Sarasota County deputies, backed up by state gaming agents, rolled into a south Sarasota storefront this week and rolled out with a roomful of gambling machines. The spot, known locally as Spin 24/7, saw its gaming floor cleared and its future thrown into doubt as investigators said the operation was part of a broader push against unlicensed arcades and so-called social clubs around the county.
According to Tampa Bay 28, the Sarasota County Sheriff’s Office, working with the Florida Gaming Control Commission, executed a search warrant at Spin 24/7 and seized 66 slot machines along with cash on site. Deputies identified the two people arrested as Mohamed Belyaqout and Mabielka C. Cumbrera. Investigators say Belyaqout was taken into custody on March 26 at the Spin 24/7 location and Cumbrera was arrested the following day at her Sarasota home. Both were booked into the Sarasota County Correctional Facility on charges that include keeping and maintaining a gambling house and possession of slot machines.
Investigators Say Months of Work Led to the Raid
The sheriff’s office says this week’s takedown did not come out of nowhere. Deputies describe the search at Spin 24/7 as the result of a months-long investigation into several storefront gambling businesses operating across Sarasota County. In similar cases, the sheriff’s office has teamed up with the Florida Gaming Control Commission, typically starting with cease-and-desist letters before moving to full search warrants when operators do not shut down. A January enforcement action that turned up dozens of gambling machines followed that same pattern, according to the Sarasota County Sheriff’s Office.
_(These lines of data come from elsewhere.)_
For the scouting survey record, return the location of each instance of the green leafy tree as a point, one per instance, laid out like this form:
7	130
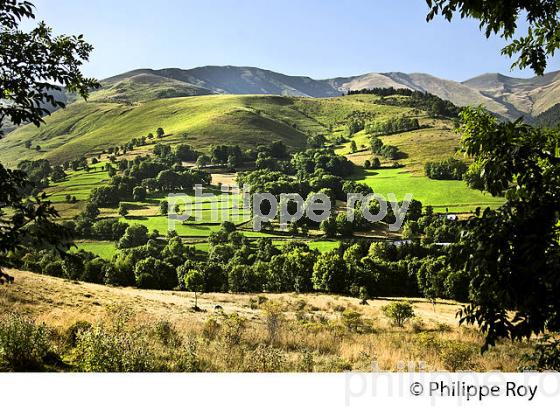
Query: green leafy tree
399	312
512	254
152	273
329	273
35	65
194	281
503	17
123	209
Inside Spin 24/7 and the Arrest Sequence
Deputies say Spin 24/7 was operating out of the 5700 block of South Beneva Road, with slot machines lined up in rows that investigators describe as consistent with other illicit casinos they have shut down in the county. The sheriff’s office and local coverage report that investigators also found a cease-and-desist letter dated April 2025 inside the business, along with cash they say was tied to gambling activity. The two suspects now face state charges and the investigation into the operation is still active, according to Tampa Bay 28.
Deputies Have Seen This Before
Spin 24/7 is hardly the first storefront in Sarasota County to lose a floor full of machines. In September 2025, the sheriff’s office and FGCC agents seized 117 slot machines in a raid at the Magic Arcade, according to the Sarasota County Sheriff’s Office. Earlier this year, deputies recovered 66 machines during an investigation into the 41 Social Club in Venice, as reported by WWSB. Officials tie these busts together as part of a countywide effort to shut down unlicensed gaming operations that keep popping up in commercial strips.
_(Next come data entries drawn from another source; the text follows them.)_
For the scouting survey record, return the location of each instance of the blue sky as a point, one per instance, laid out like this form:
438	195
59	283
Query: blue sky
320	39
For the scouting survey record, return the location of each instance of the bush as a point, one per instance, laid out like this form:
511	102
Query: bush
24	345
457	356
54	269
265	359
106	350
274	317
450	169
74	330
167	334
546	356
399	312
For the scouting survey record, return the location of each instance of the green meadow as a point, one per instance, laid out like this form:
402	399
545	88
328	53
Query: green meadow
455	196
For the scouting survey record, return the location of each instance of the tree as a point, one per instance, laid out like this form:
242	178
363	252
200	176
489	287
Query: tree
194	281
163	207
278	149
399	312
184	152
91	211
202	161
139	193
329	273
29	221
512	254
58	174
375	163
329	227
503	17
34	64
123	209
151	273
A Slice of a Bigger Statewide Crackdown
The local actions are part of a much larger push by state regulators. According to iGamingToday, the Florida Gaming Control Commission reported record enforcement numbers in 2025, with millions of dollars seized and thousands of illegal machines removed as state agents worked alongside local law enforcement. Those figures put Sarasota County’s repeated raids into perspective, suggesting that what is happening on South Beneva Road is just one small piece of a statewide campaign.
What Florida Law Says About Slot Machines
Florida does not treat unlicensed gambling as a minor paperwork issue. Under Florida Statutes, Chapter 551, simply possessing a slot machine without the proper state license can bring administrative fines of up to $10,000 per machine. On top of that, the state’s gambling law makes it a crime to keep or maintain a gambling house, as detailed in Florida Statute 849.01, which courts have treated as carrying potential felony exposure in the right circumstances.
The sheriff’s office says the Spin 24/7 case is still very much open, with detectives continuing to process evidence and coordinate with the FGCC. Whether prosecutors ultimately pursue formal charges against Belyaqout and Cumbrera will show up next in local court records.